Nem só de frescor vivem os ingredientes ideais para consumo. Se até o peixe fresco, que foi o assunto da nossa última prosa, pode vir a ser salgado e curado, as carnes - sobretudo a bovina - são deliciosamente transformadas nesse processo milenar de conservação alimentar. Mas até hoje os métodos e seus produtos finais ainda geram uma confusão conceitual, que tentaremos dessalgar a seguir.
A carne de sol é tradicional do nordeste brasileiro e do norte-nordeste mineiro, regiões de clima seco e quente, que favorece o processo de cura. O principal diferencial em relação à carne seca e ao charque é a menor quantidade de sal e o menor tempo de secagem.
É, portanto, uma carne mais suculenta e macia. Não precisa ficar de molho para dessalgar (basta uma lavada) nem de longo cozimento. Geralmente é feita com partes mais “nobres” do boi, que são talhadas, salgadas e postas a secar no... sereno! Com o tempo a secagem ao sol foi sendo substituída pelo sereno da noite, ou melhor, pelo vento e a temperatura amena do período noturno. Daí a denominação “de sereno” ou “serenada” aqui em Minas, e “de vento” no nordeste. Sol mesmo só no lombo do vaqueiro.
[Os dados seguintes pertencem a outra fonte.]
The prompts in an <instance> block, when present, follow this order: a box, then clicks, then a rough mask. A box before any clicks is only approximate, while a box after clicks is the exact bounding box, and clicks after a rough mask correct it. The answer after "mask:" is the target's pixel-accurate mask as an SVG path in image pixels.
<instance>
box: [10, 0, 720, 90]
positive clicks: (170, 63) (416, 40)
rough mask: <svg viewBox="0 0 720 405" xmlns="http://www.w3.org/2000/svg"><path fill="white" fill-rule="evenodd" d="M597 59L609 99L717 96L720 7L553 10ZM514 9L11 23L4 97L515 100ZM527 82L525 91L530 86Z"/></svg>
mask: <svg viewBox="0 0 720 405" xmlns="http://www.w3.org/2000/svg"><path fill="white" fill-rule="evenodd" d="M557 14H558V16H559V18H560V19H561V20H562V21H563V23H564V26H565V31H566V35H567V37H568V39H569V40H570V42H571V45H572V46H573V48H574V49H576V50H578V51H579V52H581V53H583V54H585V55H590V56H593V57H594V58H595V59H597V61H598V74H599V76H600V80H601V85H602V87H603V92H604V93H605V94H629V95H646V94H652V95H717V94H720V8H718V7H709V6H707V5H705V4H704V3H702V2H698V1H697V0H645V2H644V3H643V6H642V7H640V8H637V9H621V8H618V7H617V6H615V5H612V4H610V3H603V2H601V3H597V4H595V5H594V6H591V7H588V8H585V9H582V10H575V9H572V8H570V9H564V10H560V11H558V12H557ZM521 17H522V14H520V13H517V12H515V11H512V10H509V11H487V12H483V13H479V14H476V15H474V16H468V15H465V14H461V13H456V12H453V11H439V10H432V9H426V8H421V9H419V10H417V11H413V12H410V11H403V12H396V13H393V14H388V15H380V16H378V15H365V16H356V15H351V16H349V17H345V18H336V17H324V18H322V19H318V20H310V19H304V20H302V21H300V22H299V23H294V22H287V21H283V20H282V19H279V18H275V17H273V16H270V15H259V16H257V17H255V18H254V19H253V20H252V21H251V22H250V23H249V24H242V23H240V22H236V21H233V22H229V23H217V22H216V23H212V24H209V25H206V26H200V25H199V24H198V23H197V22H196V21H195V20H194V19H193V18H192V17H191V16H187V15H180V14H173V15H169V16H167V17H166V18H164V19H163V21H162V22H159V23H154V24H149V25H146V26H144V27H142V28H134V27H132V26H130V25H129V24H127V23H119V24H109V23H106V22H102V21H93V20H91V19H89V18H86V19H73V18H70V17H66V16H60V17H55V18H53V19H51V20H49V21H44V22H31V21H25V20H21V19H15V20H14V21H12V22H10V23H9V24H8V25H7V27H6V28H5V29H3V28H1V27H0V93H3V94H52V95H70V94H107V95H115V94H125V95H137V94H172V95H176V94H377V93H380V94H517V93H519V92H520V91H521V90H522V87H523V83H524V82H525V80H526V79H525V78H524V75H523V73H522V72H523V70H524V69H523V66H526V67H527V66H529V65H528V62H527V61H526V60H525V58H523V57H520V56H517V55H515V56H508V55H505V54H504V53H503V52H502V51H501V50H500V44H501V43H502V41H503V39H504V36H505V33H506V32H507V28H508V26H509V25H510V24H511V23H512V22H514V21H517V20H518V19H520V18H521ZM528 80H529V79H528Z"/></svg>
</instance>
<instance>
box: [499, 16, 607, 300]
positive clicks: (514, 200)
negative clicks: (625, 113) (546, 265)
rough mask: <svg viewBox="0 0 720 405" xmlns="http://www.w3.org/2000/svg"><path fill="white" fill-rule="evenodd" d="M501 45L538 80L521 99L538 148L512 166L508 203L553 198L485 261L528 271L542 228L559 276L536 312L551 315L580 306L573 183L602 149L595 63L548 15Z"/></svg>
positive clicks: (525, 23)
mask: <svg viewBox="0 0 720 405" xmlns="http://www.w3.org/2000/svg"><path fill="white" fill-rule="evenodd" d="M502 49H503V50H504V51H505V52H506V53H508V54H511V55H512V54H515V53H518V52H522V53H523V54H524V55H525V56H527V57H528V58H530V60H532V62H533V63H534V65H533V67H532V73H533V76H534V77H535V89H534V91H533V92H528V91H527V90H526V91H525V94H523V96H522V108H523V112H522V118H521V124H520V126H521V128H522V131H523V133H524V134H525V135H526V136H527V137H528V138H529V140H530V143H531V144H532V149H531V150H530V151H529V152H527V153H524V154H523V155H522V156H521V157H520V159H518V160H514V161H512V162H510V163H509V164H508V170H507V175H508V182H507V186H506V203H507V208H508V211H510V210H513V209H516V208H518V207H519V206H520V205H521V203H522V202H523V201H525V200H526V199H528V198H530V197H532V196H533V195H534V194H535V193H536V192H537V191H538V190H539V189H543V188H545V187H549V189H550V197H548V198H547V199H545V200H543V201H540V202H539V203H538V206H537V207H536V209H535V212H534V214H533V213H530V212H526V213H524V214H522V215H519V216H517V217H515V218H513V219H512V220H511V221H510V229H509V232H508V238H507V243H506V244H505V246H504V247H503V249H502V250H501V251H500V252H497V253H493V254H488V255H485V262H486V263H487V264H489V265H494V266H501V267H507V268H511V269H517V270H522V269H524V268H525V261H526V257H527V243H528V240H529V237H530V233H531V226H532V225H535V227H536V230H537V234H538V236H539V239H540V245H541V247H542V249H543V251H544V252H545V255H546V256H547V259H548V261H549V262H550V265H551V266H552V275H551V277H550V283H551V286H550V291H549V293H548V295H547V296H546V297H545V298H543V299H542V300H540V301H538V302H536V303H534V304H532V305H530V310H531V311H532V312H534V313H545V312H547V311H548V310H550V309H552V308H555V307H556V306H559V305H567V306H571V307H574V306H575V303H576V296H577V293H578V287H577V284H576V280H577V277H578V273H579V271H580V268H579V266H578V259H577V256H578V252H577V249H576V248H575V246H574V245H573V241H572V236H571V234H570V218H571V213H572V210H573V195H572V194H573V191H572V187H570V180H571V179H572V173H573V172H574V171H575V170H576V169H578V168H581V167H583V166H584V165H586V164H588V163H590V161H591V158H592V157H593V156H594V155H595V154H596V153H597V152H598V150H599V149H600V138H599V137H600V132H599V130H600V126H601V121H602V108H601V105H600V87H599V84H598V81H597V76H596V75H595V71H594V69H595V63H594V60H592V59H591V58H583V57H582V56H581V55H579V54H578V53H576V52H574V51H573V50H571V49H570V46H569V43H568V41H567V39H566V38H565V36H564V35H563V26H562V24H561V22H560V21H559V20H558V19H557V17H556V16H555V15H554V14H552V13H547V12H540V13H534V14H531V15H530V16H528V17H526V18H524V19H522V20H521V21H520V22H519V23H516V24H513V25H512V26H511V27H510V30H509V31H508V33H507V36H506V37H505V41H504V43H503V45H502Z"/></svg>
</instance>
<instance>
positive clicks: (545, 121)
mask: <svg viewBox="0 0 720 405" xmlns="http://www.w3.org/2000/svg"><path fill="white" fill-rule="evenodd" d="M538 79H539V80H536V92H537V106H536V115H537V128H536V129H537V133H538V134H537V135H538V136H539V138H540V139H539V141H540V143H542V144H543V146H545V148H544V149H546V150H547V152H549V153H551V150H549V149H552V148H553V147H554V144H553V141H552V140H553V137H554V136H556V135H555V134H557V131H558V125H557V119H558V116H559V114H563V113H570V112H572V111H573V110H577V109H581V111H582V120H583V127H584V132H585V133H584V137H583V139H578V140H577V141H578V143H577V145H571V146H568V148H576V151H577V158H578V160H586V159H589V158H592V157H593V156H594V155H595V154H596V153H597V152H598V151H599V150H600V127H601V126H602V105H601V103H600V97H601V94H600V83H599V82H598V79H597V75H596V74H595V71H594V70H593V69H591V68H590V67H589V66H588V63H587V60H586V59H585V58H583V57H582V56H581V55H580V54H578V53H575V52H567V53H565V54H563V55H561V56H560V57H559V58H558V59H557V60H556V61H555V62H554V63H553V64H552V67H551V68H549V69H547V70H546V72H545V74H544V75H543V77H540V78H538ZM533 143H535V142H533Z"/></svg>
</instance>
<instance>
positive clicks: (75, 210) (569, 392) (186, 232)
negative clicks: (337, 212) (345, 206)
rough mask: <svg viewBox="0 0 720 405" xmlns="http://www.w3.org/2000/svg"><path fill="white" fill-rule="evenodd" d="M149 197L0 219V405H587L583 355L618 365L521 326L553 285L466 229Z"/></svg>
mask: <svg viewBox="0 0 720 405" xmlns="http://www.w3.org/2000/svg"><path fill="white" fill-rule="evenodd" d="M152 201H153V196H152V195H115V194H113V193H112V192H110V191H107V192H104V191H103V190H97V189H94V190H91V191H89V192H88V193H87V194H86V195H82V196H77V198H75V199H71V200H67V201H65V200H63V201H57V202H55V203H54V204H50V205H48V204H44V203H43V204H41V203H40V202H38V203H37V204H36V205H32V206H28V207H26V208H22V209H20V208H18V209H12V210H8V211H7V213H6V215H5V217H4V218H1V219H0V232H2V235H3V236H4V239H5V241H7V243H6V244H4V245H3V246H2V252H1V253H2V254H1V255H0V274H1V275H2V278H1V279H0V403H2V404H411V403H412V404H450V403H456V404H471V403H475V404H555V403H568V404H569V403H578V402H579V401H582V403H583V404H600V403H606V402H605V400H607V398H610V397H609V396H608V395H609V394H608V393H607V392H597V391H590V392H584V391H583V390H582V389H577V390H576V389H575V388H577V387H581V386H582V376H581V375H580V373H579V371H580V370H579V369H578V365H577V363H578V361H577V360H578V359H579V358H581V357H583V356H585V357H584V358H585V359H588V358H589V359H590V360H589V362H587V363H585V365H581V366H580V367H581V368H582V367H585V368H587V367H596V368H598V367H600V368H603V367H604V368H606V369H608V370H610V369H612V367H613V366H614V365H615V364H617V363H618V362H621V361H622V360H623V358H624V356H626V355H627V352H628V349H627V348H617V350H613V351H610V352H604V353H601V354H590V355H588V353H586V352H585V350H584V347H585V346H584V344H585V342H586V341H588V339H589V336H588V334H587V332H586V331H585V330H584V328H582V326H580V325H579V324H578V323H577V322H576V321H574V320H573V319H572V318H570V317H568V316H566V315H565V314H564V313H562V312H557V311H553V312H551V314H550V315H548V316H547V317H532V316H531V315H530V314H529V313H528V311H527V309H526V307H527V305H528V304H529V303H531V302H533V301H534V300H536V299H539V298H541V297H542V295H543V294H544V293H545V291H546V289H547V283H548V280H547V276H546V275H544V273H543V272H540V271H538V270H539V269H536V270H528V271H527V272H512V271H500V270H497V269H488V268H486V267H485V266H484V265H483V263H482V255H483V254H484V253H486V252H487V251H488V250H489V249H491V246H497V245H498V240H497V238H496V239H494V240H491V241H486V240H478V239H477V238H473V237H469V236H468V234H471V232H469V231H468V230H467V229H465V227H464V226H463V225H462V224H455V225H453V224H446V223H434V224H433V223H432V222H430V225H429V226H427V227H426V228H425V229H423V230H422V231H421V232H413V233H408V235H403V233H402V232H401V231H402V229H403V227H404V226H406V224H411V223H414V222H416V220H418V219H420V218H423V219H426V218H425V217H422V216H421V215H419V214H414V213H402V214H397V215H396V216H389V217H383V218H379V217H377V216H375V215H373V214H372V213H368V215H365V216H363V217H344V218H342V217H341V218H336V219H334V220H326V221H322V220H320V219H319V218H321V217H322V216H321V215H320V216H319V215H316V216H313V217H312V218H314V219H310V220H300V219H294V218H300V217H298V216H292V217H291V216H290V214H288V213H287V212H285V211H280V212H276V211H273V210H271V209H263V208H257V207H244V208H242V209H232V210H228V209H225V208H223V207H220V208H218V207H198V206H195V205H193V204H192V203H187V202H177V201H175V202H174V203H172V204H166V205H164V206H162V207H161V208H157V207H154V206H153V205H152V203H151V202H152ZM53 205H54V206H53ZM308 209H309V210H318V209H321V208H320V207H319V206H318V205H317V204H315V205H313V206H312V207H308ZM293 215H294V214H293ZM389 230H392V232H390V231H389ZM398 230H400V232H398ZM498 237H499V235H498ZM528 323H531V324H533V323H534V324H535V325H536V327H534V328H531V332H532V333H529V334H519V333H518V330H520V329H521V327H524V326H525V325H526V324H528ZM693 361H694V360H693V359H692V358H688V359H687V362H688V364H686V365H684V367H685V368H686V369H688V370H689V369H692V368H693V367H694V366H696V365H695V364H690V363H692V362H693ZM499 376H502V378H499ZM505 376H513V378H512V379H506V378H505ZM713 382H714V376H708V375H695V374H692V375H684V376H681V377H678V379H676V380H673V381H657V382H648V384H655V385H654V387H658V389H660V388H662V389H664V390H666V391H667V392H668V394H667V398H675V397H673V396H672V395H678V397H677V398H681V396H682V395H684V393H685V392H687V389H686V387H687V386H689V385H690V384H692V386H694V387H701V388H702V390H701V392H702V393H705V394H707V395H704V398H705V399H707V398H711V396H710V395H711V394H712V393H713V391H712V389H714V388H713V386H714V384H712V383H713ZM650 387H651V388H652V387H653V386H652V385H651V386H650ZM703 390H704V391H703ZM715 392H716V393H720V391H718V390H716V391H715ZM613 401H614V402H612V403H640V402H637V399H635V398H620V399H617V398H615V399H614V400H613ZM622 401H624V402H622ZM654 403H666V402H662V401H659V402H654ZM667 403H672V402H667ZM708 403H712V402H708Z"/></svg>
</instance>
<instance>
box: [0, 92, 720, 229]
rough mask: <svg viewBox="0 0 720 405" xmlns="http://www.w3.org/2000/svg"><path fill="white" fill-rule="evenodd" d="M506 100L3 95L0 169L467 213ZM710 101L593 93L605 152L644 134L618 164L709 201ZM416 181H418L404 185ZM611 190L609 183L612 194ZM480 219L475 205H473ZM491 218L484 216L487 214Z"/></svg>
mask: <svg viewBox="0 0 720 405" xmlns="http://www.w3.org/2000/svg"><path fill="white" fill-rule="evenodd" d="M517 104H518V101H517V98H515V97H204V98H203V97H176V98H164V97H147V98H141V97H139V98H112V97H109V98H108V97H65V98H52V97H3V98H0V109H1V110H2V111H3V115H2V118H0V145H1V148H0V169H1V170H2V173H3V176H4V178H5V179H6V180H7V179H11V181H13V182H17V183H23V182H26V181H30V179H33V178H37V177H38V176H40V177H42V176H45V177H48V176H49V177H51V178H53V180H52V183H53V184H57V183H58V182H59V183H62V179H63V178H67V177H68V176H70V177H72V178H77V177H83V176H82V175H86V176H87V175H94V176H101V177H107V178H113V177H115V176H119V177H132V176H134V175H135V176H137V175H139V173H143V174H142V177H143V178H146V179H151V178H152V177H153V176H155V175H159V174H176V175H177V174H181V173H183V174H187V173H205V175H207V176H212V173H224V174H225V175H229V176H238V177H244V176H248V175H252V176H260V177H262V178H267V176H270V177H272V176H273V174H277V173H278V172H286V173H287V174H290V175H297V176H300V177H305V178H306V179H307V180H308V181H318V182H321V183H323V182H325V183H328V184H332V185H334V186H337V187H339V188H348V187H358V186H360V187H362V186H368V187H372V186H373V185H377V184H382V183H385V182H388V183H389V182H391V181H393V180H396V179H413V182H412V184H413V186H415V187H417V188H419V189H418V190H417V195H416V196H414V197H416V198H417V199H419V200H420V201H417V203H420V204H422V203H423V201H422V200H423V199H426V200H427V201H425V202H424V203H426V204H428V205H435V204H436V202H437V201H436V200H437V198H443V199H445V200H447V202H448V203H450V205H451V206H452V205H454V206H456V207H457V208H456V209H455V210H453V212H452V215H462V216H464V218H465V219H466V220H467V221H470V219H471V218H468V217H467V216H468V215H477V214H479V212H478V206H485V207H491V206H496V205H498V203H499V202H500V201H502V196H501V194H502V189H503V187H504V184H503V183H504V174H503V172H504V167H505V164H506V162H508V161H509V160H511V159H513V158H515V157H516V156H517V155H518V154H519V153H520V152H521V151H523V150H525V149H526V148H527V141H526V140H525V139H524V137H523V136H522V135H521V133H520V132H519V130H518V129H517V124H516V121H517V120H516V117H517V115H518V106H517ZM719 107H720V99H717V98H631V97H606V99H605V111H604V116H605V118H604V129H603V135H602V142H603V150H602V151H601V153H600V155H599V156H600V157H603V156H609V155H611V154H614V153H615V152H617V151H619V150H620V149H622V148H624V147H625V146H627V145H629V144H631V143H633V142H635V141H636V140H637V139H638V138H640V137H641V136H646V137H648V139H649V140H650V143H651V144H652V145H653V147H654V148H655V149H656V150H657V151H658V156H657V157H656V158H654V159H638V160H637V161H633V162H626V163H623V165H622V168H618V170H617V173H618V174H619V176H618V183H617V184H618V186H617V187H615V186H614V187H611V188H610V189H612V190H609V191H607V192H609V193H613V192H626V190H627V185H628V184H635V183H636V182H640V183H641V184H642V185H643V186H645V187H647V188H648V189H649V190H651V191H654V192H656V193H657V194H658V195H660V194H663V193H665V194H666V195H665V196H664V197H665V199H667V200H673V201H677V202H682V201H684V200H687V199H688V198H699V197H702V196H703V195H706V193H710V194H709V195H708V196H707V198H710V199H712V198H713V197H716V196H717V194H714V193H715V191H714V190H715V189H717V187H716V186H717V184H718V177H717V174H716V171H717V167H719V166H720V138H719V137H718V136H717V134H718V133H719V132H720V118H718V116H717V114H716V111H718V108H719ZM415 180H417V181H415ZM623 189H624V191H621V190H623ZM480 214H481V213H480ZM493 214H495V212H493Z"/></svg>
Também habitual no nordeste brasileiro, a carne seca se confunde mais com o charque do que com a carne de sereno. É bem mais salgada que essa e ainda pode tomar sol de verdade. São cortadas em grandes mantas, salgadas e empilhadas umas sobre as outras, para que o peso das de cima ajude no processo de expulsão dos líquidos.
Já o charque é tradicional do sul do país, herança do costume dos pampas e dos nossos vizinhos indígenas andinos, que até hoje salgam a carne de lhama dessa forma. A diferença em relação à carne seca está na quantidade maior ainda de sal e de exposição para secagem. Costumam também serem usados cortes mais gordos.
Apareceu ainda no mercado outro produto para aumentar a confusão: o jerked beef. Devem ter colocado esse nome estrangeiro para parecer mais chique (coisa típica da pobreza de espírito brasileira). O que se vende aqui – diferente da versão americana - nada mais é do que um charque. Porém, acrescido de conservantes para ficar vermelhinho e durar mais, e embalado a vácuo.
Apesar das confusões conceituais, uma coisa é certa: todas essas carnes são muito interessantes, versáteis e apreciadas. Tiveram sua vida prolongada e suas características alteradas, ganhando um bônus para compensar a perda da suculência, que é a concentração de sabor. A água se vai e os sabores ficam mais destacados. Permite-se também um melhor desfiamento, ideal para preparos de recheios, como num escondidinho. Bom também para render a carne e compartilhar melhor seu sabor com os demais ingredientes vizinhos, como o arroz do carreteiro (o carreiro do sul) e a farinha da paçoca de carne no pilão.
No entanto, o preparo dessas carnes – à exceção da serenada - demanda uma tarefa às vezes tormentosa que é a dessalga. Não que seja difícil, mas requer tempo e cuidado para que seja feita na medida certa. A forma clássica e ideal é cortá-la em cubos médios, dar uma boa lavada e deixar de molho em água abundante por doze horas na geladeira, trocando a água a cada três. Se a pressa não deixar, pode também ser fervida por alguns minutos umas quatro vezes, sempre trocando a água. E tem gente que ainda usa uma técnica maluca em que é adicionado sal no cozimento para dessalgar (bruxaria pura!).
Depois de dessalgada, basta cozinhar por meia hora na pressão, desfiar e refogar com cebola e um quiabinho. Aproveita-se ainda o caldo do cozimento para fazer o arroz ou cozinhar o legume-base do escondidinho, que fica muito bom com baroa ou um angu molinho.
Já o bom da carne serenada é a possibilidade de fazê-la em casa, somente na geladeira: faça uns talhos na carne (o contra filé é uma boa), esfregue bem o sal fino (mais do que usaria para o tempero normal), enrole bem em um plástico e deixe curar na gaveta do fundo por três dias. Fica ótimo, embora a melhor receita, sem dúvida, é carrear pras bandas de cima de Minas e se esbaldar de carne e de sol no sertão de Mirabela.